Commentary June 13, 2022 at 07:44 AM Share & Print
What You Need to Know
- In ads and Form ADV filings, Schwab claimed its Intelligent Portfolios platform had ‘no hidden fees [and] no advisory fees.’
- The SEC found these statements misleading, saying high cash allocations in the portfolios reduced returns while making money for Schwab.
- The fine was announced days after a judge dismissed a class-action lawsuit alleging that SIP over-invested clients in cash.
The Securities and Exchange Commission on Monday ordered Charles Schwab to pay $186.5 million related to false and misleading statements made by its subsidiaries in their Form ADV filings and in advertising about the cash component of Schwab’s robo-advisor service, Schwab Intelligent Portfolios.
According to the SEC order, from March 2015 through November 2018, certain investment advisor subsidiaries of The Charles Schwab Corp. made false and misleading statements in their Form ADV filings about the cash component of Schwab Intelligent Portfolios (SIP).
The subsidiaries also published misleading advertisements about SIP.
The SEC order comes on the heels of June 7 ruling by a Northern California District Court judge dismissing a class-action lawsuit that alleged SIP violated its fiduciary duty by over-investing clients in cash.
Starting around the time of the SIP launch in March 2015, Schwab published advertisements stating that there were “no hidden fees [and] no advisory fees” for SIP, the order states.
“These statements were misleading because, based on Schwab’s own internal models, the cash allocations in SIP would, when other assets such as equities outperform cash, reduce investors’ returns by approximately as much as advisory fees would have,” according to the order.

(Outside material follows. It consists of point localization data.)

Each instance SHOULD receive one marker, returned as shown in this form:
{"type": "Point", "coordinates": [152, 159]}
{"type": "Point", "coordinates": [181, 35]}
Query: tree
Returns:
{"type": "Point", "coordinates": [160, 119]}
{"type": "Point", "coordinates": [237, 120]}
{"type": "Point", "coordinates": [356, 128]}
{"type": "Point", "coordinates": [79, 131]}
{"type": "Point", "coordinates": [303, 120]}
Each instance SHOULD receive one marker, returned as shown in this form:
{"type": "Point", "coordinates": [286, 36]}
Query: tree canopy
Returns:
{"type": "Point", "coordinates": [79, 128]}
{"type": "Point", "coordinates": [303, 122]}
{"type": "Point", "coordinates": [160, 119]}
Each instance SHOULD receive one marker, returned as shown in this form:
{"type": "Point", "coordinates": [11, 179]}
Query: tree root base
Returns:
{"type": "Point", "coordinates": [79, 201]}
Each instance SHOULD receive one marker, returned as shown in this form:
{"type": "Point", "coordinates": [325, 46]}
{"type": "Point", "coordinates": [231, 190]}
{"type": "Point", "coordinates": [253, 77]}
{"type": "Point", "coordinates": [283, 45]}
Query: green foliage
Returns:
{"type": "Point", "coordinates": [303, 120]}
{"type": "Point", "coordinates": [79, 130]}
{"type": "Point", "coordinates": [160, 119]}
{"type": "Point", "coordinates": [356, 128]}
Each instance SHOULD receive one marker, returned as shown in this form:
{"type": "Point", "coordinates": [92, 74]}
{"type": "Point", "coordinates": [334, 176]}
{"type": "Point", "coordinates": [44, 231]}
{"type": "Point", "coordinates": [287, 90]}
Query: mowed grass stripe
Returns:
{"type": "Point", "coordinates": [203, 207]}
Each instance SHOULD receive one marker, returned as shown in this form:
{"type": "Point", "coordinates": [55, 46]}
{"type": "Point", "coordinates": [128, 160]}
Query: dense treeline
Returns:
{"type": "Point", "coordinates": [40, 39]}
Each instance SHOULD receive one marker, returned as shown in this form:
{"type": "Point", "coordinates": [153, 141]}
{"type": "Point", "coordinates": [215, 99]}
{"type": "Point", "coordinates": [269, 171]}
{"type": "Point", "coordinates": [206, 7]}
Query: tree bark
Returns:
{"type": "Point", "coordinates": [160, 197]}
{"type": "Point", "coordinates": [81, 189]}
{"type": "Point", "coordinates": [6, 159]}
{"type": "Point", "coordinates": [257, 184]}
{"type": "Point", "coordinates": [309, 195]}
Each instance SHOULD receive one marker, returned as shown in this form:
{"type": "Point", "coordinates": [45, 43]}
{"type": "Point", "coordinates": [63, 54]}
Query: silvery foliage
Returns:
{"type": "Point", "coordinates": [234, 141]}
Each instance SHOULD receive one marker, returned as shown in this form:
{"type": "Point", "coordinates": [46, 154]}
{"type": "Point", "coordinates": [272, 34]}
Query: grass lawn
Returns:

Certain other advertisements were misleading “because they implied that SIP investors would end up with more money as a result of not being charged an advisory fee—even though internal models showed that the cash allocations would reduce returns by a similar amount when other assets such as equities outperform cash,” the SEC said.
According to the order, each of SIP’s model portfolios held between 6% and 29.4% of clients’ assets in cash.
“The amount of cash that each SIP model portfolio contained was pre-set so that Respondents’ affiliate bank would earn at least a minimum amount of revenue from the spread on the cash by loaning out the money,” the SEC said.
In significant part because of the revenue received from the spread on the SIP cash allocations, “the Schwab subsidiaries did not charge investors an advisory fee for the SIP service,” the SEC states.
“But Respondents did not disclose that, under market conditions where other assets such as equities outperform cash, the cash allocations in the investors’ portfolios would lower clients’ returns by approximately the same amount as an advisory fee would have,” the SEC states.
The subsidiaries “made false and misleading statements in their Form ADV filings regarding both their conflict of interest in setting the cash allocations at a level that would earn a minimum amount of revenue, as well as the effect of the cash allocations,” the SEC said.
Also, “they falsely claimed that the cash allocations in the SIP portfolios were determined through a ‘disciplined portfolio construction methodology’ when in fact they were pre-set for business reasons, and to compensate Respondents for not charging an advisory fee,” the order states.
The disclosure failures were compounded by the fact that, around the same time, the Schwab subsidiaries “launched a marketing campaign that included advertising stating that SIP was a no-advisory-fee product, which Respondents viewed as a strong competitive advantage over other robo-advisers, and falsely implying that investing in SIP allowed investors to keep more of their money than other advisory services that charged a fee.”
But because of the disclosure failures in the Form ADV filings and the misleading advertisements, “investors were unable to make a fully informed decision regarding whether the lack of an advisory fee” benefited them, the SEC said.
In a Monday statement, Schwab said that it “has resolved a matter with the SEC regarding certain historic disclosures and advertising related to Schwab Intelligent Portfolios between 2015-2018, and we are pleased to put this behind us. The SEC Order acknowledges that Schwab addressed these matters years ago.”
In entering the settlement, Schwab neither admits nor denies the allegations in the SEC’s order.
“We believe resolving the matter in this way is in the best interests of our clients, company, and stockholders as it allows us to remain focused on helping our clients invest for the future,” Schwab said in the statement. “As always, we are committed to earning our clients’ trust every day and work diligently to maintain the highest standards for professional conduct throughout our organization.”
The SEC ordered Charles Schwab & Co., Charles Schwab Investment Advisory Inc., and Schwab Wealth Investment Advisory Inc. to pay disgorgement, prejudgment interest and a civil penalty totaling approximately $186.5 million as follows: disgorgement of $45.9 million and prejudgment interest of $5.6 million, and a civil money penalty of $135 million.